Mr Robinson said: “While the final Haass document contains many propositions that the DUP can support and endorse, there remain others that would neither be an improvement nor workable and would not help in resolving the problems they were crafted to solve.
“We are satisfied that the broad architecture is capable of housing long-term workable arrangements, yet the detailed components as drafted which would determine how those structures would operate need much more work before they could function in the best interests of the community.”
He said the party would continue to try to resolve outstanding issues.
“Unquestionably the work Dr Haass and his team have undertaken has narrowed the gap in a number of areas and our understanding of each party’s position will aid future negotiations,” he added.
Dr Haass was enlisted by Northern Ireland’s ministerial Executive in July to broker a settlement on contentious issues which have sparked sectarian divisions and despite significant progress on dealing with the past the talks ended without any deal.
The negotiations followed months of sporadic loyalist violence over contentious parades, restrictions on the flying of the Union flag from Belfast City Hall and an increase in the number of bomb attacks by dissident republicans opposed to the peace process.
Sinn Fein said they were prepared to sign up to the Haass proposals, but Mr Robinson’s Democratic Unionists said they were not in a position to go ahead but he denied the process was a failure.
The East Belfast Stormont MLA has won unanimous backing from party officers to support an ongoing process and set up an all-party working group to resolve outstanding areas of disagreement and implement agreements when identified.
He thanked Dr Haass, a former Bush Administration envoy to Northern Ireland, and vice-chairwoman Dr Meghan O'Sullivan, who helped rebuild Iraq after the US invasion, for the time and effort they had devoted.
“We don’t regard that as wasted time, in fact we have made valuable progress,” he said.
He added: “There is a requirement for the panel itself to set out where there are disagreements and to see can we narrow it and close it. We are up for that job, we want to continue to make progress, we are not satisfied with the status quo.
“The work goes on. If this had not been a difficult task we would not have asked Richard and Meghan to assist us.”
He said the DUP would not go “belly up” just because somebody puts a paper on their desks; his party had difficulties with how the Haass proposals would operate, not the broad architecture.

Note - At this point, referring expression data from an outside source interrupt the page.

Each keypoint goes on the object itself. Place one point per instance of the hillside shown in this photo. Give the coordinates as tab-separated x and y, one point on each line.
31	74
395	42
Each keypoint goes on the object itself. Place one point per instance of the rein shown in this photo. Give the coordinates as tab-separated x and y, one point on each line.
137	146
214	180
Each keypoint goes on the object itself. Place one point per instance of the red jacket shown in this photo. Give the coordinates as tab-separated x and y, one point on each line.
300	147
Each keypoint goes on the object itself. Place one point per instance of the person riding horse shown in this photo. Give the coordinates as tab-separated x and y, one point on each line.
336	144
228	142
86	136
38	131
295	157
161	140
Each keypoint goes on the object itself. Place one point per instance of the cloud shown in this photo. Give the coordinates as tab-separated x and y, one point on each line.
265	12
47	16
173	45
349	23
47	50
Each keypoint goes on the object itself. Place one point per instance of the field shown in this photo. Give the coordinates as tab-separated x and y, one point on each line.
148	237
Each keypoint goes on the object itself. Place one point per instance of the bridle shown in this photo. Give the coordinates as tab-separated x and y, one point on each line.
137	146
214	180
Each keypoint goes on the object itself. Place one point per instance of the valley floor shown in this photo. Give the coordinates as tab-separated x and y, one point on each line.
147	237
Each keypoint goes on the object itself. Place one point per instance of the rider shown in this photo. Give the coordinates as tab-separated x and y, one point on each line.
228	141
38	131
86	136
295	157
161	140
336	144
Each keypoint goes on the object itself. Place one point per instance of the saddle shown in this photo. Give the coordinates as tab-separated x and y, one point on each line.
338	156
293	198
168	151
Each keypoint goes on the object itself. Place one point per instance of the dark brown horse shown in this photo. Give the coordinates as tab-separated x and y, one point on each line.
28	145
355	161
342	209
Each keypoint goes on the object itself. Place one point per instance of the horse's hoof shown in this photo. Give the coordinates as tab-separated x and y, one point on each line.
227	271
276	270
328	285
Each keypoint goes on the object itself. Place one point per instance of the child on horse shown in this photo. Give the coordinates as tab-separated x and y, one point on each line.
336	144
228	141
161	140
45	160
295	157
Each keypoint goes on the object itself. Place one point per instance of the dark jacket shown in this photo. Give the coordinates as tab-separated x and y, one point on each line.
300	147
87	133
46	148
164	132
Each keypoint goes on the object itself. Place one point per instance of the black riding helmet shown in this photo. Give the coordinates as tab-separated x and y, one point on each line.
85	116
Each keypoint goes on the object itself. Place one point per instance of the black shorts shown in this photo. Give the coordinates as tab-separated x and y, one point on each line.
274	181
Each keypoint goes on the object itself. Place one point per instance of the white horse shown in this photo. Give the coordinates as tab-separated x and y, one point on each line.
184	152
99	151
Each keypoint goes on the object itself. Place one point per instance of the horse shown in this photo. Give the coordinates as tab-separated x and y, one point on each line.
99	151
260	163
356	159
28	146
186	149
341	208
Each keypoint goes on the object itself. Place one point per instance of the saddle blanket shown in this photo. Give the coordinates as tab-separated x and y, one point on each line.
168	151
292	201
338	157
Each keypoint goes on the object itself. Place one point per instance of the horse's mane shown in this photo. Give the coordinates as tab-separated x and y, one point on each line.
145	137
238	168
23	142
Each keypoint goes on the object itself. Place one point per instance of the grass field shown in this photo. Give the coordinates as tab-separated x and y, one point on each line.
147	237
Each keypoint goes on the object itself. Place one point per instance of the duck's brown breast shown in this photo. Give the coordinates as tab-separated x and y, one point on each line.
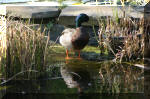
80	39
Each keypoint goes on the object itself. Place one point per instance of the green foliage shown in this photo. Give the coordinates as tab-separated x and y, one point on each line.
27	48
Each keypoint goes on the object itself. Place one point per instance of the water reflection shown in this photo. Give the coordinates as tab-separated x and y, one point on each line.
76	77
83	77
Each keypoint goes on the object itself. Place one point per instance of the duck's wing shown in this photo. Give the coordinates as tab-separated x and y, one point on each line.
65	38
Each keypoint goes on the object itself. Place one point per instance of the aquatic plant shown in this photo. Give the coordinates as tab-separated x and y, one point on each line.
124	37
26	48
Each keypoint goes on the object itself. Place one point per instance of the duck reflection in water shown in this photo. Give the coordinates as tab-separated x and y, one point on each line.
76	77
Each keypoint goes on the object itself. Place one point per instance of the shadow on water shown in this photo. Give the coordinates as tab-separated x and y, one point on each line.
79	79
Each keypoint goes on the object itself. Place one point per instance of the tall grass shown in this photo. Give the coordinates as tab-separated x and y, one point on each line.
26	48
123	37
2	43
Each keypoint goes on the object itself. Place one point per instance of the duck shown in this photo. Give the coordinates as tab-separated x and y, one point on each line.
75	38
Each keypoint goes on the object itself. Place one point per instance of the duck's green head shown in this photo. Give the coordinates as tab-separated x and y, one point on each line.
81	18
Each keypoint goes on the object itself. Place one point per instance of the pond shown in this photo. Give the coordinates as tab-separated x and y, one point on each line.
77	78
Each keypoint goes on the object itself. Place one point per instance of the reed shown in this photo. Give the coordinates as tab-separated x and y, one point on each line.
123	37
26	48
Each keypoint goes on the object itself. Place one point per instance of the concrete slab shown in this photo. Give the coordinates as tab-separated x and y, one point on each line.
38	12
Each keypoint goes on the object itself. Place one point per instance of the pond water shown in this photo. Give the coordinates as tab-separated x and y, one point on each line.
78	78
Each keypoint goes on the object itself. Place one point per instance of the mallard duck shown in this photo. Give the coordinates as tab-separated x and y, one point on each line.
75	39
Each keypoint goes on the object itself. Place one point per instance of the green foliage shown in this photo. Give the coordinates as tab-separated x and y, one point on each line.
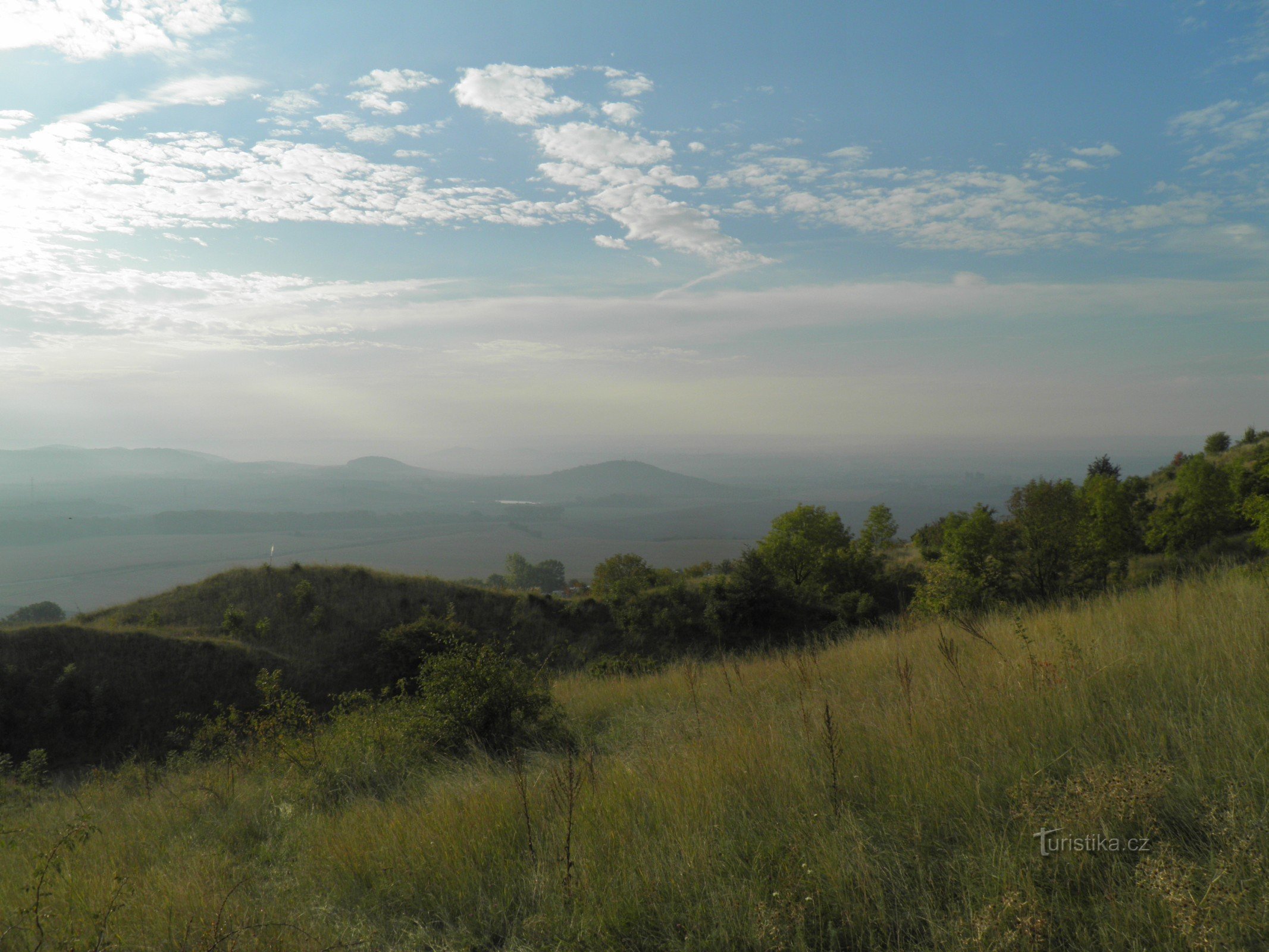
1257	511
1046	519
1197	512
302	596
948	591
403	648
664	620
37	613
234	621
807	546
1102	466
1108	532
88	696
880	528
481	695
521	574
749	606
621	577
1216	443
338	650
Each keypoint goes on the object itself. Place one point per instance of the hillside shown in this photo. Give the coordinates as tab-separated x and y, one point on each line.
879	794
612	479
324	622
90	696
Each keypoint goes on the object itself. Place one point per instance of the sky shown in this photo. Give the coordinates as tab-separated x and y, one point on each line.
315	230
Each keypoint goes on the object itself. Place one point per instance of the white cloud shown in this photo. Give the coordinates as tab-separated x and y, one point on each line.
357	131
14	118
1044	160
852	154
598	146
75	184
518	94
292	102
1104	151
621	113
626	84
195	90
974	211
1224	130
380	84
90	30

Mr Robinson warned responsibility lay on the five parties to determine what the next steps are; things were not “fine and dandy” and the parties needed to resolve issues which divided them.
Tensions over contentious parades regularly erupt into street violence while disputes over the flying of flags — on public buildings and in loyalist and republican neighbourhoods — cause community conflict.
Arguably the most complex issue has been how Northern Ireland deals with the legacy of a 30-year-conflict, with opposing sides retaining competing narratives of what happened and victims demanding truth and justice after more than 3,000 unsolved murders.
The document instead envisaged the establishment of the Commission on Identity, Culture and Tradition to examine the flags problem over a longer time frame — potentially 18 months.
Dr Haass recommended the replacement of the UK Government-appointed Parades Commission with a new devolved mechanism for adjudicating on contentious events.
This would consist of an administrative arm — the Office of Parades, Select Commemorations and Related Protests — to deal with applications to march and protest and potentially facilitate mediation between groups.
It would also see the creation of the Authority for Public Events and Adjudication — an independent regulatory body, chaired by a legal figure, which would deliberate on applications for unresolvable parading disputes.
Like the Parades Commission, it would have seven independent members, but the new authority would also provide more scope for appealing against decisions.
Following Mr McGuinness’ call for the parties to work with the agreement as it stands, Mr Robinson added nobody was entitled to second-guess whether any proposal had sufficient merit for any other party.
“That is a judgment we each are elected to make given our individual mandates. Any party’s failure to agree to a proposal also reveals the failure of other parties to find a proposal capable of reaching wider agreement.
“This is self-evident and it is the reason why I am not impressed by any party hectoring about how others are to blame.”